Chapter 3 More counting options

3.1 Avoiding problematic genomic regions

Read extraction and counting can be restricted to particular chromosomes by specifying the names of the chromosomes of interest in restrict. This avoids the need to count reads on unassigned contigs or uninteresting chromosomes, e.g., the mitochondrial genome for ChIP-seq studies targeting nuclear factors. Alternatively, it allows windowCounts() to work on huge datasets or in limited memory by analyzing only one chromosome at a time.

library(csaw)
restrict.param <- readParam(restrict=c("chr1", "chr10", "chrX"))

Reads lying in certain regions can also be removed by specifying the coordinates of those regions in discard.
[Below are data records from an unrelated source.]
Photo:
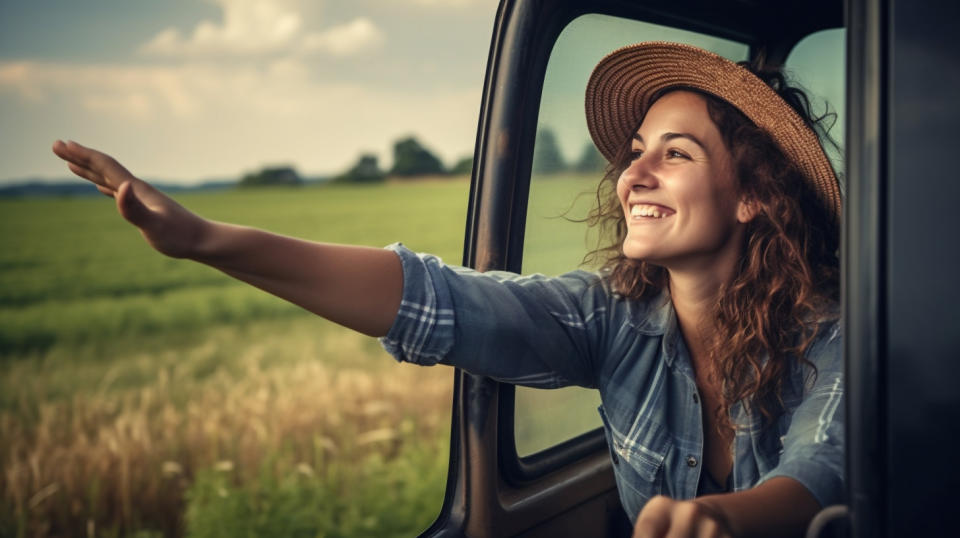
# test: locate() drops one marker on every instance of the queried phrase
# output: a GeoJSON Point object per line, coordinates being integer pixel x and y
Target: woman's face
{"type": "Point", "coordinates": [679, 194]}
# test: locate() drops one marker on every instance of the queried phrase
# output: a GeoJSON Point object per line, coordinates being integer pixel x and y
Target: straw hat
{"type": "Point", "coordinates": [623, 83]}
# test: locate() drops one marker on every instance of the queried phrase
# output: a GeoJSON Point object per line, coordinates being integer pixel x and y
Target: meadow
{"type": "Point", "coordinates": [145, 396]}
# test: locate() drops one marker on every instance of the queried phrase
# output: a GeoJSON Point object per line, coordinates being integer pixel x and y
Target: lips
{"type": "Point", "coordinates": [640, 211]}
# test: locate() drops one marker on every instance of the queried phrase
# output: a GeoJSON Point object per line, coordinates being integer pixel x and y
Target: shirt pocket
{"type": "Point", "coordinates": [638, 462]}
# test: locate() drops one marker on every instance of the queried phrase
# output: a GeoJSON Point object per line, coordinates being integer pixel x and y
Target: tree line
{"type": "Point", "coordinates": [413, 159]}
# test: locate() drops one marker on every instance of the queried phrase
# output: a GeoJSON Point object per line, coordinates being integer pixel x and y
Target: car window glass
{"type": "Point", "coordinates": [818, 63]}
{"type": "Point", "coordinates": [566, 172]}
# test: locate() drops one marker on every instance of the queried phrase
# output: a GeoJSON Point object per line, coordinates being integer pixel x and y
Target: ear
{"type": "Point", "coordinates": [747, 209]}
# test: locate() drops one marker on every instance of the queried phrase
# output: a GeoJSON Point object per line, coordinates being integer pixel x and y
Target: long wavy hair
{"type": "Point", "coordinates": [787, 279]}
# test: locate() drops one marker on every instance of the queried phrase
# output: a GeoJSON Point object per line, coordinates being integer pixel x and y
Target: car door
{"type": "Point", "coordinates": [565, 487]}
{"type": "Point", "coordinates": [901, 263]}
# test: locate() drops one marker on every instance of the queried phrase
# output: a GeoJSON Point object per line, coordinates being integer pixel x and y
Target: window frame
{"type": "Point", "coordinates": [490, 490]}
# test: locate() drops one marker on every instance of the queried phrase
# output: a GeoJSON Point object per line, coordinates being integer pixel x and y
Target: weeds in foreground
{"type": "Point", "coordinates": [266, 444]}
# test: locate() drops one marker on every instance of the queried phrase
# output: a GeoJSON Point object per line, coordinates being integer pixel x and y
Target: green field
{"type": "Point", "coordinates": [141, 395]}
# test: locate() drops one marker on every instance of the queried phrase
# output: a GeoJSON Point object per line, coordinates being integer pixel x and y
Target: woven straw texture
{"type": "Point", "coordinates": [622, 84]}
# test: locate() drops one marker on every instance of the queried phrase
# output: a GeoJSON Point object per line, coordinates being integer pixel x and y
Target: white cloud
{"type": "Point", "coordinates": [252, 27]}
{"type": "Point", "coordinates": [219, 119]}
{"type": "Point", "coordinates": [451, 3]}
{"type": "Point", "coordinates": [355, 36]}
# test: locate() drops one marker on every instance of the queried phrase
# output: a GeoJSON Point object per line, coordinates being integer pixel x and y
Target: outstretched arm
{"type": "Point", "coordinates": [357, 287]}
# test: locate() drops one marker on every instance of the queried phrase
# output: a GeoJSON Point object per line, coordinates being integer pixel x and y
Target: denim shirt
{"type": "Point", "coordinates": [573, 330]}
This is intended to remove reads that are wholly aligned within known repeat regions but were not removed by the minq filter. Repeats are problematic as different repeat units in an actual genome are usually reported as a single unit in the genome build. Alignment of all (non-specifically immunoprecipitated) reads from the former will result in artificially high coverage of the latter. More importantly, any changes in repeat copy number or accessibility between conditions can lead to spurious DB at this single unit. Removal of reads within repeat regions can avoid detection of these irrelevant differences.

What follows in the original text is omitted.